Group members met with UNL Chancellor Ronnie Green and his chief of staff Mike Zeleny on June 10 to present their full list of demands regarding the Title IX office’s accountability, transparency, training, survivor support and staffing.
According to Dear UNL member and senior global studies and English double major Mar Lee, Green did not respond to those demands until Thursday, Aug. 15, 66 days after they initially presented them. When he did respond, Lee said Dear UNL was disappointed with the response and expressed their frustrations at the Friday, Aug. 16, Board of Regents meeting.
“We finally got an email back from the chancellor's office about the demands,” Lee said. They believe that what we are trying to do with them ... they have already met those requirements or they are already doing these things.”
UNL chief communication officer Deb Fiddelke said the chancellor appreciates the survivors coming forward and telling their stories. She said UNL feels confident in the resources available on campus and recent improvements made to them, including the hiring of full-time staff and a victims advocate.

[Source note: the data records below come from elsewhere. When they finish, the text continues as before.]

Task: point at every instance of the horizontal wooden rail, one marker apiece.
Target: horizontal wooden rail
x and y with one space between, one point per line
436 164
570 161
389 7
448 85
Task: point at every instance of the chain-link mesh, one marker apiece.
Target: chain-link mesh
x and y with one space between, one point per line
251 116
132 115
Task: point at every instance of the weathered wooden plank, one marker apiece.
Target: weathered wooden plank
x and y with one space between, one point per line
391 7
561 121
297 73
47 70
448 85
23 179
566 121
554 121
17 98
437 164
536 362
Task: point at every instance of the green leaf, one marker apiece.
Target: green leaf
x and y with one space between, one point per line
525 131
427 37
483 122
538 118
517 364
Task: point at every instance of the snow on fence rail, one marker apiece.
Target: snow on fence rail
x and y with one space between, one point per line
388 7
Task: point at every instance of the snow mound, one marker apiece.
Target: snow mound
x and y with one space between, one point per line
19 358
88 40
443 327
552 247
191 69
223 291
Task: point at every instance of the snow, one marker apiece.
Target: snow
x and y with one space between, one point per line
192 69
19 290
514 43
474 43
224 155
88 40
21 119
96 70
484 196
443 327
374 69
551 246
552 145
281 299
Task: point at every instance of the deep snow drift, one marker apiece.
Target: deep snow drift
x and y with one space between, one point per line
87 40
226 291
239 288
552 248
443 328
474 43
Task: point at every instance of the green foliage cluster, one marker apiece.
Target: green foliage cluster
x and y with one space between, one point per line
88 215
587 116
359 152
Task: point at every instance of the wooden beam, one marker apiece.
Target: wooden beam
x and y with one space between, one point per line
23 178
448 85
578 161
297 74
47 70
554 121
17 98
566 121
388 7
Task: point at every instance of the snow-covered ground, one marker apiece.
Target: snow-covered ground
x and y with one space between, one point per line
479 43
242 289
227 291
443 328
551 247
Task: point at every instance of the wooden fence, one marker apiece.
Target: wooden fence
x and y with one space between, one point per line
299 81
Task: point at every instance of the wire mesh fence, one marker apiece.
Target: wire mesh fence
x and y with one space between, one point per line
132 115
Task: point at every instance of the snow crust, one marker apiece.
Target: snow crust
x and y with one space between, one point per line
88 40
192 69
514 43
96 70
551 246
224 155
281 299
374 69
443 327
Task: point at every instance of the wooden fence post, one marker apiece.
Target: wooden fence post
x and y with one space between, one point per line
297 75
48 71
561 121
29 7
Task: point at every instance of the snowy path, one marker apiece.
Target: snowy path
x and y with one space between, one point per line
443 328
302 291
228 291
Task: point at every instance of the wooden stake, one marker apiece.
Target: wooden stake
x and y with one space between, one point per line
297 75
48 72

“A lot of things they’re asking for are things that we were in the process of doing and that have occurred since their specific instances,” she said.
Fiddelke said the university is considering some of Dear UNL’s recommendations, including reconsidering designations of Title IX responsible employees, reviewing the training process and updating UNL’s Title IX website. She said the university is also working to better communicate the resources that are available.
“We do believe we have great resources on campus,” Fiddelke said. “But we haven't done as good a job as we could at telling students what's available and how to take advantage of those.”
Other recommendations by Dear UNL, like a committee to oversee the Title IX office, aren’t possible because of regulations surrounding Title IX as a federal statute, Fiddelke said. She also emphasized the difference between the roles of a Title IX coordinator, who investigates cases, and a victims advocate, who offers support to survivors.
Members of Dear UNL who are survivors of sexual assault feel their own experiences with the Title IX office show problems that need to be addressed, Lee said.
“Some of the cases from the members of the group have been as recent as last year,” Lee said. “So, if they're doing something, it's not working.”
In the meantime, Lee said Dear UNL will continue its sexual assault awareness projects. Members recently wrote facts about the “Red Zone” on the path to New Student Convocation.
According to Lee, the “Red Zone” refers to the statistic that 50% of campus sexual assaults happen between the day students move in and Thanksgiving break.
“We just want to make sure they're aware of this because I know that that was something that I didn't know when I came in to school,” Lee said.
Dear UNL will also host an art gallery on Friday, Sept. 6, at Sand Paro as another outlet for sharing survivor stories.
Lee said Dear UNL will continue to post updates on its website and stay transparent about communication with the university.
“I think it's important to have transparency between the chancellor and the group,” Lee said. “One of our core principles is transparency about the process, and I think we need to practice what we preach.”